No, the Life Q20 doesn’t sound as good as premium models such as the Sony WH-1000XM3, but it sounds pretty good, which is all you can ask for at this price. It’s fairly well balanced with a reasonable amount of clarity and plump bass that’s not bloated or muddy (there’s a bass boost or BassUp mode if you want an extra helping of bass). It’s also comfortable to wear, the noise-canceling function is acceptable, it’s solid as a headset for making calls and battery life is good at 40 hours. A simple carrying pouch is included.
Water-resistant: Yes (IPX4 rating — splashproof).
Anker is known more for its value headphones, but it’s trying to step into more premium territory with its Soundcore Liberty 2 Pro earbuds, which carry a list price of $150. From a design standpoint, they share some similarities with Sony’s WF-1000XM3, although this model doesn’t have active noise cancellation.
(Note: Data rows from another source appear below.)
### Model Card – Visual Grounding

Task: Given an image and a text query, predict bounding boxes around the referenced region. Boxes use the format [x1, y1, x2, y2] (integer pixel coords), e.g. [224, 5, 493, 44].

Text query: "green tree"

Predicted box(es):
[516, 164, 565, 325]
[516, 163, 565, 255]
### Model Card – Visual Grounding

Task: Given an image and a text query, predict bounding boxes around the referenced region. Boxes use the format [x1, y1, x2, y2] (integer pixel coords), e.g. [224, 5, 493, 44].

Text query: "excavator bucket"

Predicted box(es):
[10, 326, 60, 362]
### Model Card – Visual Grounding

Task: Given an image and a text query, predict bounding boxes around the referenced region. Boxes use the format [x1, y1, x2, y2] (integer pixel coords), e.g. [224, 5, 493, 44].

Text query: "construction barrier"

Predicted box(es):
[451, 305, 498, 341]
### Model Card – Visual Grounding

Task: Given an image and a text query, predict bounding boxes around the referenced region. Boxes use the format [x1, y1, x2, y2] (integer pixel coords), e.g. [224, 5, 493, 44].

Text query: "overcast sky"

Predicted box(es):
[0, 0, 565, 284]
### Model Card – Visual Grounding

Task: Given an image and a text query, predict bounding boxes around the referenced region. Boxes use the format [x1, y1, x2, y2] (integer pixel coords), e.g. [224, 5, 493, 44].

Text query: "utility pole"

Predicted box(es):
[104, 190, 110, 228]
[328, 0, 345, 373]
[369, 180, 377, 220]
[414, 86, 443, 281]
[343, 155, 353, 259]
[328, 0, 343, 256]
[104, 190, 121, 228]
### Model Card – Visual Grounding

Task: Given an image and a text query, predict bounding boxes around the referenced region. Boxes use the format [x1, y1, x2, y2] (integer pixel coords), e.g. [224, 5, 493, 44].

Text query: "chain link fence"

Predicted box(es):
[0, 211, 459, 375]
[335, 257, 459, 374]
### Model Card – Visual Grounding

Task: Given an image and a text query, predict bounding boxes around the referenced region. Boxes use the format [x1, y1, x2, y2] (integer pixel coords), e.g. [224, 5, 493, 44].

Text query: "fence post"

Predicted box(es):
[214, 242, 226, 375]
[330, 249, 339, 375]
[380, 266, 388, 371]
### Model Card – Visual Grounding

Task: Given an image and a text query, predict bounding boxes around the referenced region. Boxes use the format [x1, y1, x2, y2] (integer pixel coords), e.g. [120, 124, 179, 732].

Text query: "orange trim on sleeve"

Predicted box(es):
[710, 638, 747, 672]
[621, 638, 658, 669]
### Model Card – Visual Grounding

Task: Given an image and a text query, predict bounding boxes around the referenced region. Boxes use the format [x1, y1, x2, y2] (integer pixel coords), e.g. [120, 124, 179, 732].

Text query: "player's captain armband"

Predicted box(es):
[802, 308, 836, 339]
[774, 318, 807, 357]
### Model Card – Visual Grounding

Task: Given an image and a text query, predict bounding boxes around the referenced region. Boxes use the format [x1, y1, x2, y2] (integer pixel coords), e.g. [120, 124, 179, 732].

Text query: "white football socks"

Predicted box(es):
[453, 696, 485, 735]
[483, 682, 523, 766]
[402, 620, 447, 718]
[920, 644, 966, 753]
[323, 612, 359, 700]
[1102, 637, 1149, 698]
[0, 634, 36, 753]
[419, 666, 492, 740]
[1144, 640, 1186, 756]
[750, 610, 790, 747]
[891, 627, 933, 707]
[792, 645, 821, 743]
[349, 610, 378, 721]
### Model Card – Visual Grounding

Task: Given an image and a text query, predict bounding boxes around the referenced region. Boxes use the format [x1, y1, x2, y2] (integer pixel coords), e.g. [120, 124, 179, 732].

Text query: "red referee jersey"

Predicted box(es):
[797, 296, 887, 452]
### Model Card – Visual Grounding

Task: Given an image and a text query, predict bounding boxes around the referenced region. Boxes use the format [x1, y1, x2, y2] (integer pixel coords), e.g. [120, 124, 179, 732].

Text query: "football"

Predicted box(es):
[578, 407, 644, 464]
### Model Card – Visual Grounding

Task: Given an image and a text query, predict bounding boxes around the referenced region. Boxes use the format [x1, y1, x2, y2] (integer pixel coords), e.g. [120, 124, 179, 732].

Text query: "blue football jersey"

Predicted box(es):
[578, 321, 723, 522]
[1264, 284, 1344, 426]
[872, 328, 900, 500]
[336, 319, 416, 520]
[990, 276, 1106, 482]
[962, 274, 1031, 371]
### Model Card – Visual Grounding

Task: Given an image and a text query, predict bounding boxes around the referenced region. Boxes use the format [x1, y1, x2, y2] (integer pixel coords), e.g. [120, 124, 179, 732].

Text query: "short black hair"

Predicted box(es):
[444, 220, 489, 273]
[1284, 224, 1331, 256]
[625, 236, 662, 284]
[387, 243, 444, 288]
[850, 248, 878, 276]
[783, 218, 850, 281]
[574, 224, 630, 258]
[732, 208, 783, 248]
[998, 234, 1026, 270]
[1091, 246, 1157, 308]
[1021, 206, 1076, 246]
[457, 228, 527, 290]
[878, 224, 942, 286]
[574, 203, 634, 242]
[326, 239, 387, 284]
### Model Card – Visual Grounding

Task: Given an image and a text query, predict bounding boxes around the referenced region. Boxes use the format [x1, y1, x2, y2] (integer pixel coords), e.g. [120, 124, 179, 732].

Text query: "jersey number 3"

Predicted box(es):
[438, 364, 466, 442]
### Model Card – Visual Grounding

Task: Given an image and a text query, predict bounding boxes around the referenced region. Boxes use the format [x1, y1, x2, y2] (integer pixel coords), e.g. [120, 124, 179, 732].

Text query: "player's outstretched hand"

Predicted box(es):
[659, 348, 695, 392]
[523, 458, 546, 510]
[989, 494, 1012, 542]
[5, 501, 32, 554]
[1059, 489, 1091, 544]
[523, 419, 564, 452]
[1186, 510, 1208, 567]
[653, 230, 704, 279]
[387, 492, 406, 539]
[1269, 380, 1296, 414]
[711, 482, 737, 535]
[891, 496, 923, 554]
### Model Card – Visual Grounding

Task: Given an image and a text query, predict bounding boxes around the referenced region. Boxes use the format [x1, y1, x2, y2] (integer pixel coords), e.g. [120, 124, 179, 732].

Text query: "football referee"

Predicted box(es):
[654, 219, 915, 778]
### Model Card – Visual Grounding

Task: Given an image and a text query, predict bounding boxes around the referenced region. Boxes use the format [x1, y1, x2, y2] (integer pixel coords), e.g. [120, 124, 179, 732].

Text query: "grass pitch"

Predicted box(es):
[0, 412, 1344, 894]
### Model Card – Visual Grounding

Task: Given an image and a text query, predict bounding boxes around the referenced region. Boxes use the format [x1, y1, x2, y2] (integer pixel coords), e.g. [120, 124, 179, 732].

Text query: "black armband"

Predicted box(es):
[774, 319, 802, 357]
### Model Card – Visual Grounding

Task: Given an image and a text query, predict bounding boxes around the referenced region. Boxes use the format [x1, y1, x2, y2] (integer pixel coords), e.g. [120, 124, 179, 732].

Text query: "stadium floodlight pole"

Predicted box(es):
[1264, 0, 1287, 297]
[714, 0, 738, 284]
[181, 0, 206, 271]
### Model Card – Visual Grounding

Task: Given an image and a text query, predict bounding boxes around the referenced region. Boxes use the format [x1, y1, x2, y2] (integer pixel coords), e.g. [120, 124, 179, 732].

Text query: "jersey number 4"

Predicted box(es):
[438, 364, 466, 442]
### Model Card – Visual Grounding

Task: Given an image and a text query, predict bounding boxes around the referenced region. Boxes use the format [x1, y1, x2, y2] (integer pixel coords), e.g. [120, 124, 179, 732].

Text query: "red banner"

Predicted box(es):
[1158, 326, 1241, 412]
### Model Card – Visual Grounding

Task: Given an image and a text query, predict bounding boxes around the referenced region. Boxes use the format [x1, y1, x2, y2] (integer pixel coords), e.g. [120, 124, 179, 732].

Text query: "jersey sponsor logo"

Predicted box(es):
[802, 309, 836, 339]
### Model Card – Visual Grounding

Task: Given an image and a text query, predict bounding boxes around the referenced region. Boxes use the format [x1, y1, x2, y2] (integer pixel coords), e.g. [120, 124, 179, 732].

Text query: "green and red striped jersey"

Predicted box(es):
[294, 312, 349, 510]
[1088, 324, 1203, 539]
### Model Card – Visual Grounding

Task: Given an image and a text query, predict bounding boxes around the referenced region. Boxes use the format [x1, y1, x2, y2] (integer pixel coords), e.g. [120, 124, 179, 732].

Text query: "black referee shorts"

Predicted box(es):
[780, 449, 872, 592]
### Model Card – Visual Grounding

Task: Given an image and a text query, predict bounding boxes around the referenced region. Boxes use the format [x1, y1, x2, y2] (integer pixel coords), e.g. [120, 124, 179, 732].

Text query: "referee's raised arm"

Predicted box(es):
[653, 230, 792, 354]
Anker says the earbuds have large 11mm drivers combined with Knowles Balanced Armature, with up to 8 hours of battery life on a single charge (32 total hours of playtime with the case) and noise-cancellation microphones to help reduce ambient sound so callers can hear you better. They charge via USB-C and also support wireless charging.
They don’t sound quite as good as the Sony WF-1000XM3, but they certainly sound like premium true wireless earphones, with rich sound that includes powerful bass performance and lots of detail. Some people may have some quibbles over the fit — I had to supply my own XL tips to get a tight seal and found the Anker’s Soundcore Liberty Air 2 a little more comfortable — but the Soundcore Liberty 2 Pro are a good value. Whether you want to use them as travel headphones or workout headphones, they’ll do the job. They’re also good for making calls (they do a good job reducing background sound).
They use Bluetooth 5.0 with support for AAC and aptX.